Bitcoin removed the trusted third party from financial transactions. Or at least, introduced the idea that it could be done with clever cryptography and protocol design. Researchers who were toiling away in obscure labs and universities were suddenly like: “Hey, there are these amazing theoretical cryptography results from decades ago, let’s use them”. These ideas suddenly seemed ripe for more R&D to make them practical. And boy did the researchers and engineers deliver! Here’s a short list of how Zero Knowledge pervades the cryptocurrency space.

  1. New cryptocurrencies: Zcash, Monero, Grin, Beam, Mina, etc.
    • Everything about a transaction is hidden. Who is paying. Who is the recipient. What is the amount. Everything is hidden. Crucially though, verifiers can verify that the transaction is valid, and no one is cheating anyone. Zero knowledge magic. Details differ, but this is the general idea.
    • Additionally, Zero Knowledge proofs can verify large numbers of transactions without needing to store all those transactions. So, these ZK-blockchains can be as small as a few KB. For comparison the Bitcoin blockchain is 350GB and growing. Ethereum’s blockchain is 1TB or 5TB (depending on whom you ask) and growing.
  2. Layer-2: ZK-Sync, StarkNet, etc. bring the benefits of ZK-proofs to legacy blockchains like Ethereum and increase throughput quite dramatically.
  3. Other Proofs: Exchanges can use ZK-proofs to convince their users that they are not doing fractional reserve or rehypothecation shenanigans, and in fact, do custody all their customer assets.

What next?

Some of these general purpose ZK-systems have quite advanced cryptography, and their security guarantees are proven sometimes under ideal settings. When I say security guarantees, what I mean is:

  • Can the prover cheat?
  • Can the verifier learn something by violating the zero knowledge principle?
  • Can we do the entire thing without relying on cryptographic assumptions?
  • Some systems rely on an initial ceremony where some trusted party has to do one-off computation. Can we remove such requirements?

Practical minded people say that this stuff is too advanced, or “moon-math” as they call it. These primitives will not make it to Bitcoin for a LONG LONG time, if at all. Bitcoin’s cryptography is from an even older generation, and has been vetted in traditional settings like e-commerce, national defense, etc. No moon-math for Bitcoin!

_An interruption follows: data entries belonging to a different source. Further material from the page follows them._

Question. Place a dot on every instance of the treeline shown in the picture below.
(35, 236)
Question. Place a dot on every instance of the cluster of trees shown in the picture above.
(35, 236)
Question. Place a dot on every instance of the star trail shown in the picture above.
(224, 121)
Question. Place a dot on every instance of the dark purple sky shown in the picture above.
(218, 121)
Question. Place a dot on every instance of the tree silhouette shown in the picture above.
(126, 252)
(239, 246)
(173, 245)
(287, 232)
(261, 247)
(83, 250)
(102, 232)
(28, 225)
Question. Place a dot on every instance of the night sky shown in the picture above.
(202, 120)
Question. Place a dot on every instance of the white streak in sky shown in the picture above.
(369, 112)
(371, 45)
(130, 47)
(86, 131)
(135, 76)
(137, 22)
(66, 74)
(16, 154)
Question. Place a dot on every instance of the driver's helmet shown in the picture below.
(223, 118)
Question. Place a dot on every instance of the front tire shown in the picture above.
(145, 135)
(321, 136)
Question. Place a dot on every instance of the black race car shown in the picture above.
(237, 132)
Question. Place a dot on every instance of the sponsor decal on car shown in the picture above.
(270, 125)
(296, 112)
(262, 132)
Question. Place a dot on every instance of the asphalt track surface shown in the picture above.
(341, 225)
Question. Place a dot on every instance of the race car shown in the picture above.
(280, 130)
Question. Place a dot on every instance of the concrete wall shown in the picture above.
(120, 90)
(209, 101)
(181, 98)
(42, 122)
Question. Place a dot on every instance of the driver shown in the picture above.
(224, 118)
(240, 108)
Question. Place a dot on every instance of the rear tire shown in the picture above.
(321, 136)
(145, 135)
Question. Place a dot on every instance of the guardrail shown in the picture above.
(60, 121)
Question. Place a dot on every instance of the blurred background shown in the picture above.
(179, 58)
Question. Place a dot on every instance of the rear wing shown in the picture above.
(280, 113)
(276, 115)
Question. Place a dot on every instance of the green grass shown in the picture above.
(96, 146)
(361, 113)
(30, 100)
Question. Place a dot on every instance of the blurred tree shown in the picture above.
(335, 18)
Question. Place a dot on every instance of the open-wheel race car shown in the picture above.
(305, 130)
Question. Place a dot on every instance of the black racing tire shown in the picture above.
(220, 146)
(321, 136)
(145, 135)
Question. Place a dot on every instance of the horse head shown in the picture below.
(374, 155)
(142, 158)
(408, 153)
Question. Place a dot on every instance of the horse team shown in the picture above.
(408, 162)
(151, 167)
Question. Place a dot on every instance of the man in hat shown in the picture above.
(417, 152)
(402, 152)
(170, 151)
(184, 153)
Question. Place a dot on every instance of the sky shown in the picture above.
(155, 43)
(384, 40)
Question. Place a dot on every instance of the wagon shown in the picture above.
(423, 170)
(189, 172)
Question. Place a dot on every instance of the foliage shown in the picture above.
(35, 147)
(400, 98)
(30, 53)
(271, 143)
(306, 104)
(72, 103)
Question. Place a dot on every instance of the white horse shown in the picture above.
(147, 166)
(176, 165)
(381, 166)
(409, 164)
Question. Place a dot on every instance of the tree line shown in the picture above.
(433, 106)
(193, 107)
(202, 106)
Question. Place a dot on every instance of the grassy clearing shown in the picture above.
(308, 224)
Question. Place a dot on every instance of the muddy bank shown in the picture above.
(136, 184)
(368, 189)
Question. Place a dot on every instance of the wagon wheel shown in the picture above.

That doesn’t mean that Bitcoin won’t benefit from these new developments. Bitcoin has evolved to a place now where the core protocol itself won’t change that easily, but additional features have to be built on top, in other layers. ZK-proofs will reside on a secondary layer somewhere on top.

Ethereum, on the other hand, is more open to these ideas. ZK-proofs are making their way into Ethereum’s core-system slowly, but will definitely pervade Ethereum’s Layer-2 ecosystem quite thoroughly in the near future. Much faster than in Bitcoin, from what I can see. Newer blockchains will go all-in, and will be built around ZK-ideas, or will offer them as native operators or subroutines.

You have the entire spectrum of blockchain platforms – some boringly conservative, and just trying to be sound money. Some others on the bleeding edge of maths, offering true privacy through ZK-proofs and the like. I expect these to become more mainstream as privacy becomes non-negotiable. Currencies, smart contract platforms, exchanges, and every other financial intermediary will go maths-first!